Agus menyebut bahwa saat itu petugas menilai Omah Demamit sarat akan sejarah. Bahkan, Omah Demamit itu menjadi satu-satunya di DIY.

"Kata petugasnya saat itu kenapa jadi Cagar Budaya karena bangunan itu ada sejarahnya, kemudian jumlahnya langka dan ternyata di DIY cuma ada ini. Jadi ini harus dirawat dengan sungguh-sungguh," katanya.

Alhasil, Agus mengaku mendapat bantuan dari Pemkab Bantul Rp 5 juta. Di mana uang tersebut Agus gunakan untuk memperkuat Omah Demamit.

"Dapat bantuan dari Pemda Bantul sekitar Rp 5 juta dan saya pakai untuk konblok di pinggir-pinggir biar awet. Selain itu nambal di bagian atasnya karena yang atas itu sudah retak-retak kalau kehujanan itu kan tembus airnya," ujarnya.

Terpisah, Kepala Seksi Warisan Budaya Benda Dinas Kebudayaan (Disbud) Kabupaten Bantul, Elfi Wachid Nur Rahman menjelaskan, bahwa Omah Demamit memiliki panjang 288 Cm dan lebar 288 Cm. Sedangkan tinggi atap 335 Cm, tinggi dinding 230 Cm dan tebal dinding 33 Cm.

"Omah Demamit menghadap ke timur dengan kusen pintu berukuran panjang 78 cm dan lebar 58 cm. Kusen pintu diberi plat logam pada bagian luar dengan ukuran panjang 69 cm dan lebar 5 cm," ucapnya kepada detikJogja hari ini.

Di dalam ruang Omah Demamit terdapat profil tiga susun dari atas ke bawah di keempat sudutnya.

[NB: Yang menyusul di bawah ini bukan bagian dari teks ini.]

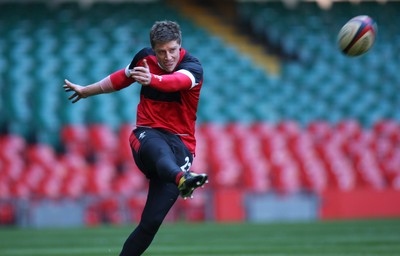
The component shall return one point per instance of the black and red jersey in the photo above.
(168, 103)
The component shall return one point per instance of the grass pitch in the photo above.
(339, 238)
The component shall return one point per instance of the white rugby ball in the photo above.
(357, 36)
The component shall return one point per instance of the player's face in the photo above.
(168, 55)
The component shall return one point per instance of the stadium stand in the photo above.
(327, 121)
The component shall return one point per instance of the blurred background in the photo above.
(289, 129)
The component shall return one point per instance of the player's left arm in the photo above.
(188, 75)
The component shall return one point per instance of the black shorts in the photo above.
(151, 144)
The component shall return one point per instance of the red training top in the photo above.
(170, 101)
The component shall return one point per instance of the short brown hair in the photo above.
(165, 31)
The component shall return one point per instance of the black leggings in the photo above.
(160, 155)
(160, 199)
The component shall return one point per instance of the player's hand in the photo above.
(141, 74)
(77, 89)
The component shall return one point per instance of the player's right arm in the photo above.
(113, 82)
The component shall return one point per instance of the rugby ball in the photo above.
(357, 36)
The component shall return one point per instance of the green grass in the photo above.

Di mana profil tersebut berbentuk piramida terbalik.

"Untuk fungsi profil tersebut belum diketahui dan untuk bangunan Omah Demamit terbuat dari bahan bata dengan spesi bligon. Pada bangunan terdapat teknik konstruksi pembuatan atap dari susunan bata yang melengkung," ujarnya.

Elfi juga menyebut bahwa Omah Demamit telah berlabel Cagar Budaya. Keputusan itu tertuang dalam Surat Keputusan (SK) Bupati No.688 tahun 2020.

"Omah Demamit itu ditetapkan jadi Cagar Budaya tahun 2020 dan di DIY memang hanya ada di situ (Pundong)," katanya.